Ist eine Frechheit, dass hier ebay versucht unschuldige User in die Hände von M$ zutreiben.

Hast du die von Ebay propagierte Firefox Ebay Edition probiert? Bringt die Abhilfe für dein Anliegen?

----------

## blice

Wenn Ich gebrandete Software nutzen wollte, würde ich windows mit Google-Toolbar, Yahoo-Clever, Icq+Xtraz, und die Ebay-Toolbar nutzen.

Ich will mir nicht vorschreiben lassen, WAS ich zu installieren oder zu tun habe, nebenbei geht es niemanden was an, was ich in meinen Briefen oder Kalkulationen stehen habe ...

----------

## _eckobar_

 *blice wrote:*   

> Wenn Ich gebrandete Software nutzen wollte, würde ich windows mit Google-Toolbar, Yahoo-Clever, Icq+Xtraz, und die Ebay-Toolbar nutzen.
> 
> Ich will mir nicht vorschreiben lassen, WAS ich zu installieren oder zu tun habe, nebenbei geht es niemanden was an, was ich in meinen Briefen oder Kalkulationen stehen habe ...

 

Stimme ich Dir 100% zu. Hätte mich auch nur interessiert, weil dies laut Ebay "der empfohlene Browser" für Linux-User ist.

----------

## Josef.95

Hallo blice

Ich kann dein Problem nicht ganz nachvollziehen?

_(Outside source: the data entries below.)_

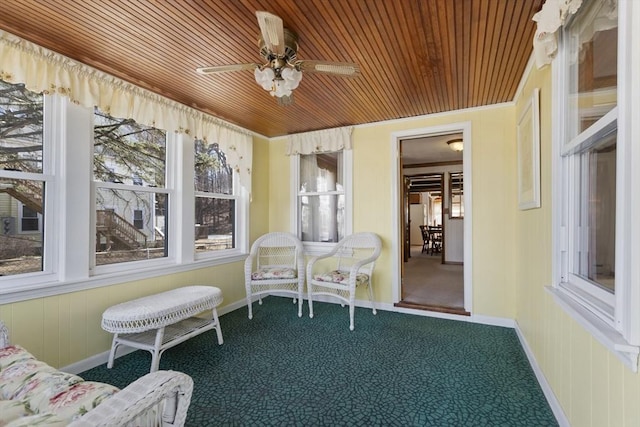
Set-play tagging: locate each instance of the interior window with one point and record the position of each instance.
(321, 197)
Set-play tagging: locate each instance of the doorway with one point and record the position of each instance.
(434, 185)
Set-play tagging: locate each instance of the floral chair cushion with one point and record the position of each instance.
(11, 354)
(34, 393)
(48, 420)
(79, 399)
(12, 410)
(342, 277)
(270, 273)
(33, 378)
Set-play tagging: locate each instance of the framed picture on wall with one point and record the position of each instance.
(528, 152)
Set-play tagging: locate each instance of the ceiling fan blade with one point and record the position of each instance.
(226, 68)
(346, 69)
(272, 30)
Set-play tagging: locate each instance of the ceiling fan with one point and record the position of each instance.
(282, 71)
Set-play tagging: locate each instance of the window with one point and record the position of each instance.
(593, 280)
(322, 198)
(215, 200)
(88, 199)
(128, 226)
(138, 222)
(29, 219)
(23, 179)
(456, 195)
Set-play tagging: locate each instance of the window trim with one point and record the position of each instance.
(69, 207)
(621, 334)
(319, 248)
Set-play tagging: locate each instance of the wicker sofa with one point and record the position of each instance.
(34, 393)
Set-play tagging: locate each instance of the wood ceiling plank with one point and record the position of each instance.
(416, 57)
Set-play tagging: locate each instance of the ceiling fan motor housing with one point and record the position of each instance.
(290, 48)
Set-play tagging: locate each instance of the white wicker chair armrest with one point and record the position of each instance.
(4, 335)
(168, 392)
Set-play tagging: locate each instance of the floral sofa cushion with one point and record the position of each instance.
(34, 393)
(342, 277)
(268, 273)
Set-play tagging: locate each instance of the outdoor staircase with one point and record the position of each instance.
(118, 232)
(26, 193)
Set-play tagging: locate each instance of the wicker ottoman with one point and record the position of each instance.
(158, 322)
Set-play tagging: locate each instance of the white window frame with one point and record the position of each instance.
(319, 248)
(69, 214)
(168, 190)
(614, 320)
(50, 141)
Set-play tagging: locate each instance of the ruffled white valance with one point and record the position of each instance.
(551, 17)
(321, 141)
(42, 70)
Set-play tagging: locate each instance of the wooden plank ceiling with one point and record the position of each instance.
(416, 56)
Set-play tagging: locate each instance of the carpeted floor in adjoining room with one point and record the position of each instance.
(393, 370)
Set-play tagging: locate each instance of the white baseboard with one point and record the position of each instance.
(562, 419)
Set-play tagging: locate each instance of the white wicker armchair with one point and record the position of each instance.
(159, 399)
(338, 273)
(275, 265)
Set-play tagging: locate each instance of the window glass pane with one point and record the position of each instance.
(456, 195)
(322, 218)
(596, 258)
(118, 239)
(21, 115)
(212, 174)
(215, 219)
(593, 74)
(321, 172)
(127, 152)
(20, 243)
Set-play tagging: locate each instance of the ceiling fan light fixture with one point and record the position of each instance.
(456, 144)
(264, 77)
(292, 77)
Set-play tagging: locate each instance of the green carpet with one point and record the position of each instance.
(393, 370)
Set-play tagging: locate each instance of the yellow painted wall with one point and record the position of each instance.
(65, 329)
(593, 387)
(493, 139)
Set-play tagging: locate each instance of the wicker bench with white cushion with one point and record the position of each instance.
(158, 322)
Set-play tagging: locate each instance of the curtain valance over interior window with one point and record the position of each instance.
(320, 141)
(41, 70)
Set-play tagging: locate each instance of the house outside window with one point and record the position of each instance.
(216, 200)
(126, 154)
(593, 263)
(29, 220)
(24, 175)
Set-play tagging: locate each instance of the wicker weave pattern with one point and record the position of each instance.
(162, 394)
(157, 311)
(275, 252)
(354, 258)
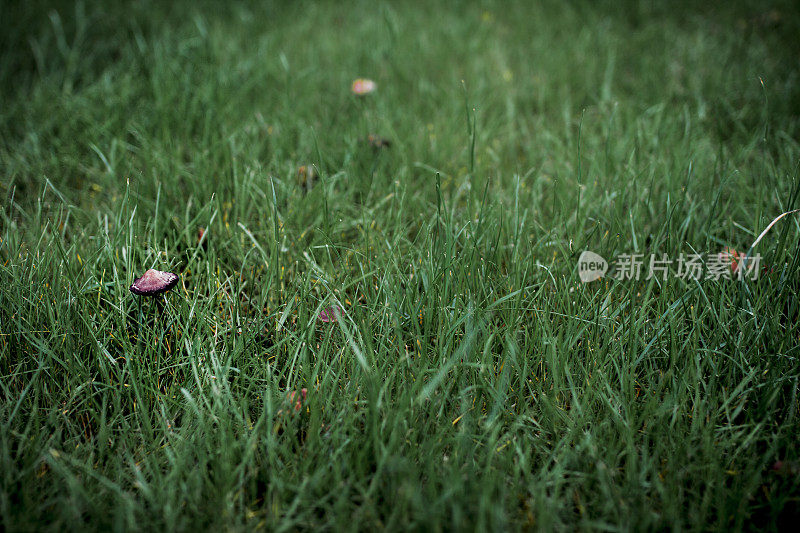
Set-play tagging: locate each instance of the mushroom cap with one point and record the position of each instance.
(154, 282)
(362, 86)
(331, 314)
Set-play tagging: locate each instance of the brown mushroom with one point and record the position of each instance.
(154, 282)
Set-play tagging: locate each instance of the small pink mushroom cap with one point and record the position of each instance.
(330, 314)
(154, 282)
(362, 86)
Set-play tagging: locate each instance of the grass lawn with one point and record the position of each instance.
(471, 379)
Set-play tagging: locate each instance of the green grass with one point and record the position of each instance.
(473, 381)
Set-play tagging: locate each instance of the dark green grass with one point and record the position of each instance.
(473, 381)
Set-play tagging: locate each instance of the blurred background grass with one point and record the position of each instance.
(475, 382)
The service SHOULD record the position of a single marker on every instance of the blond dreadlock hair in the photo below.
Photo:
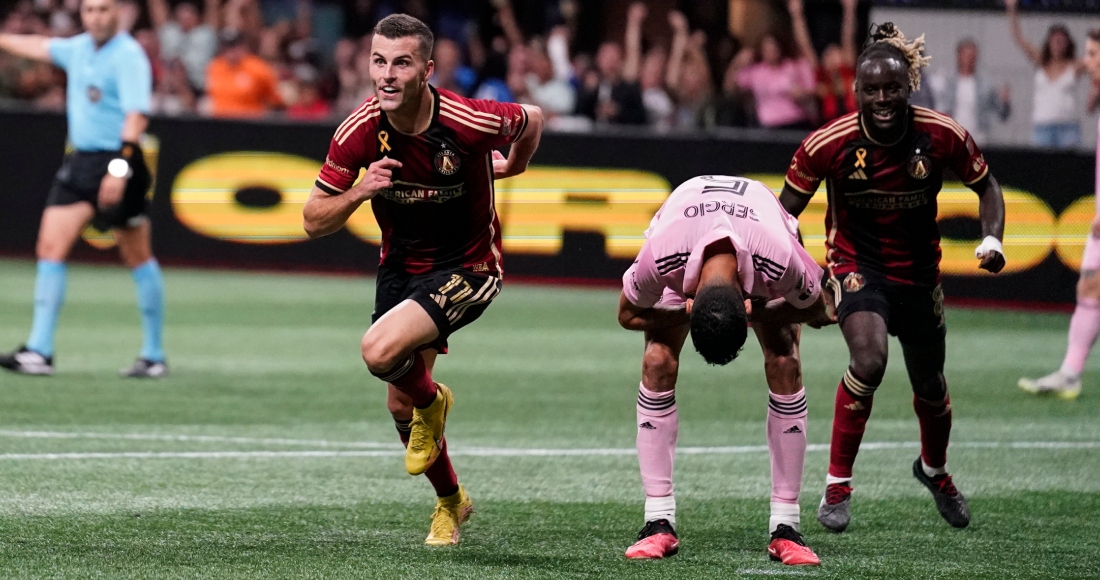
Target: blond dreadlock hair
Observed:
(887, 39)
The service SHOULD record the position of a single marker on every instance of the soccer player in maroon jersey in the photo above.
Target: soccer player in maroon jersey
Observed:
(430, 164)
(883, 167)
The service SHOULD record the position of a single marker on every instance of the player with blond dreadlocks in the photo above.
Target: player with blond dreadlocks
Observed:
(883, 167)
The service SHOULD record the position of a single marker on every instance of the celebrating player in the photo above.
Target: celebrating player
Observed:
(430, 166)
(883, 168)
(1085, 325)
(714, 242)
(103, 181)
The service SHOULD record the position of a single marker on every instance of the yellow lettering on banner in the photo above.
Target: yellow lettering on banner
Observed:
(1029, 230)
(1075, 226)
(204, 196)
(151, 148)
(539, 205)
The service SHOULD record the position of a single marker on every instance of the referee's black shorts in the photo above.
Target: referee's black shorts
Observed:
(452, 297)
(78, 181)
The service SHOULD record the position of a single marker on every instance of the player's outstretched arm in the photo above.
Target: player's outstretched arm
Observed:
(991, 215)
(793, 201)
(524, 149)
(637, 318)
(326, 214)
(26, 45)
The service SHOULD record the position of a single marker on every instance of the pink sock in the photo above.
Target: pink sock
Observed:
(787, 445)
(1084, 327)
(658, 425)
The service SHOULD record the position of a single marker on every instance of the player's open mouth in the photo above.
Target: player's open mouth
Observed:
(884, 115)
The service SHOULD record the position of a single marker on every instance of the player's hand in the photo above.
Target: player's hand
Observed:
(110, 190)
(378, 176)
(499, 165)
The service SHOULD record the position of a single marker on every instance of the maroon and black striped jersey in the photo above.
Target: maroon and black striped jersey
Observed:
(440, 211)
(882, 198)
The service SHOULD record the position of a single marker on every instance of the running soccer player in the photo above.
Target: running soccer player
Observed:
(102, 182)
(1085, 325)
(716, 241)
(430, 166)
(883, 167)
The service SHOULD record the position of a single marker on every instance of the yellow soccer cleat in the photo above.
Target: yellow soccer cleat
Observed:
(426, 434)
(450, 514)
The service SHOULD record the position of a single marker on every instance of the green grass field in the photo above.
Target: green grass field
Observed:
(268, 451)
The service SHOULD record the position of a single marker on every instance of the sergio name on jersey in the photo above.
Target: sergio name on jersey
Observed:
(770, 261)
(882, 198)
(440, 212)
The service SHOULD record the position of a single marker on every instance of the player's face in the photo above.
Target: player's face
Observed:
(1092, 58)
(100, 19)
(398, 72)
(882, 88)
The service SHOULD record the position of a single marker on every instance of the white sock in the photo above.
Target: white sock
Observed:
(661, 509)
(932, 472)
(783, 513)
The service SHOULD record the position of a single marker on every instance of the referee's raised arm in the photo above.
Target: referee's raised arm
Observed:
(33, 46)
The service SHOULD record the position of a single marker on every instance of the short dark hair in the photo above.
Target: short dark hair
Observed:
(403, 25)
(718, 323)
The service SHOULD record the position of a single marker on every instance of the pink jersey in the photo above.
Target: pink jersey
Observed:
(770, 261)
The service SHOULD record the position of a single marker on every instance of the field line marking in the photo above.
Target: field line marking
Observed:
(195, 438)
(496, 451)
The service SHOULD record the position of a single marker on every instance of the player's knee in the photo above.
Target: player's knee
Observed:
(380, 354)
(659, 368)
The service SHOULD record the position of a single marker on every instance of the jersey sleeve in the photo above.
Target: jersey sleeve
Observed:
(805, 172)
(135, 80)
(641, 284)
(802, 278)
(967, 161)
(61, 51)
(348, 154)
(494, 123)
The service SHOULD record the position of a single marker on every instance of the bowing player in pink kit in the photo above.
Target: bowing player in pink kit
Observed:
(1085, 325)
(716, 245)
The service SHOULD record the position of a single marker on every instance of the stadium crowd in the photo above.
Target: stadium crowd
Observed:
(668, 70)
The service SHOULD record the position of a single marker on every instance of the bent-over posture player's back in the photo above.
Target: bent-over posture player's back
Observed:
(429, 160)
(716, 241)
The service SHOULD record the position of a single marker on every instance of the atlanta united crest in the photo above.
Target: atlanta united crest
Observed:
(919, 166)
(447, 162)
(854, 282)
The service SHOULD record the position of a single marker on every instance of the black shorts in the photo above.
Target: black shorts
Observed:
(452, 297)
(78, 181)
(913, 313)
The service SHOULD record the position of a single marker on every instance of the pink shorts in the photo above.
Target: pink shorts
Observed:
(1091, 258)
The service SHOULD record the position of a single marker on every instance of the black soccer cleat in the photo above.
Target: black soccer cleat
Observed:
(145, 369)
(26, 361)
(949, 501)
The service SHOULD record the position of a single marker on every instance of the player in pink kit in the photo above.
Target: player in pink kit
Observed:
(1085, 325)
(716, 241)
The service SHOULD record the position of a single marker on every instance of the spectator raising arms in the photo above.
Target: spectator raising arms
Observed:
(239, 83)
(187, 35)
(781, 84)
(1056, 113)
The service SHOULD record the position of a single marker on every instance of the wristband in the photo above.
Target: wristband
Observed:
(987, 244)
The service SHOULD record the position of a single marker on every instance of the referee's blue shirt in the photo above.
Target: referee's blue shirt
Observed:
(105, 85)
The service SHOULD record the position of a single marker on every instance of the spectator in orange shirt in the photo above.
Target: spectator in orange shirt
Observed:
(239, 83)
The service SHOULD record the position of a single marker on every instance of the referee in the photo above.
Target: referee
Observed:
(102, 182)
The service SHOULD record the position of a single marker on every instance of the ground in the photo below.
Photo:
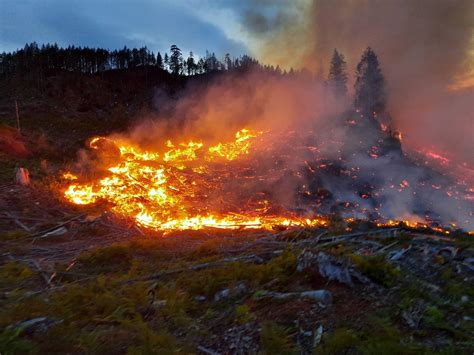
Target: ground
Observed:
(78, 280)
(97, 284)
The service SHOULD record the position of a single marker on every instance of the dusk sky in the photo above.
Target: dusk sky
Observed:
(194, 25)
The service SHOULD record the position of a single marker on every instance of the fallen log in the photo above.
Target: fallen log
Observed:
(245, 258)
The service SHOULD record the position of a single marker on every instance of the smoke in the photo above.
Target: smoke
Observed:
(214, 109)
(425, 47)
(315, 155)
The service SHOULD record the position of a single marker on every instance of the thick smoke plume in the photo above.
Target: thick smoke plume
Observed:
(426, 49)
(316, 155)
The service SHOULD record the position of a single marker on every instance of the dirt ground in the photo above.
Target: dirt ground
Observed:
(77, 280)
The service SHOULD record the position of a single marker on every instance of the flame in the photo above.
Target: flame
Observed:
(168, 192)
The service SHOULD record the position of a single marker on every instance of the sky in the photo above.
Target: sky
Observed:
(193, 25)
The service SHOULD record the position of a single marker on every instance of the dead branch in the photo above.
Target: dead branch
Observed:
(245, 258)
(52, 229)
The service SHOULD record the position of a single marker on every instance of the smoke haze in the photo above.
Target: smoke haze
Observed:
(426, 50)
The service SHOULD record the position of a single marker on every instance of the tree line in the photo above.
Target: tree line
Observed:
(369, 96)
(369, 87)
(96, 60)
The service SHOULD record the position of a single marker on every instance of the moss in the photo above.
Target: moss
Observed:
(14, 234)
(341, 340)
(243, 314)
(434, 317)
(113, 257)
(14, 274)
(274, 340)
(377, 269)
(208, 282)
(12, 343)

Ich habe vor ca. sechs Tagen noch drei Artikel eingestellt, mit einem ganz normalen ungebrandeten Firefox.

eBay-Artikel=http://cgi.ebay.de/ws/eBayISAPI.dll?ViewItem&rd=1&item=260160337945&ssPageName=STRK:MESE:IT&ih=016

firefox=

 *Quote:*   

> josef # emerge -s firefox
> 
> Searching...
> 
> [ Results for search key : firefox ]
> ...

 

System=gentoo

 *Quote:*   

> # emerge --info
> 
> Portage 2.1.3.9 (default-linux/x86/2007.0/desktop, gcc-4.1.2, glibc-2.6.1-r0, 2.6.22-gentoo-r5 i686)
> 
> =================================================================

 (gekürzt) 

Lediglich java-skript und flash ist aktiviert.

Ich konnte auch problemlos meine Bilder Hochladen.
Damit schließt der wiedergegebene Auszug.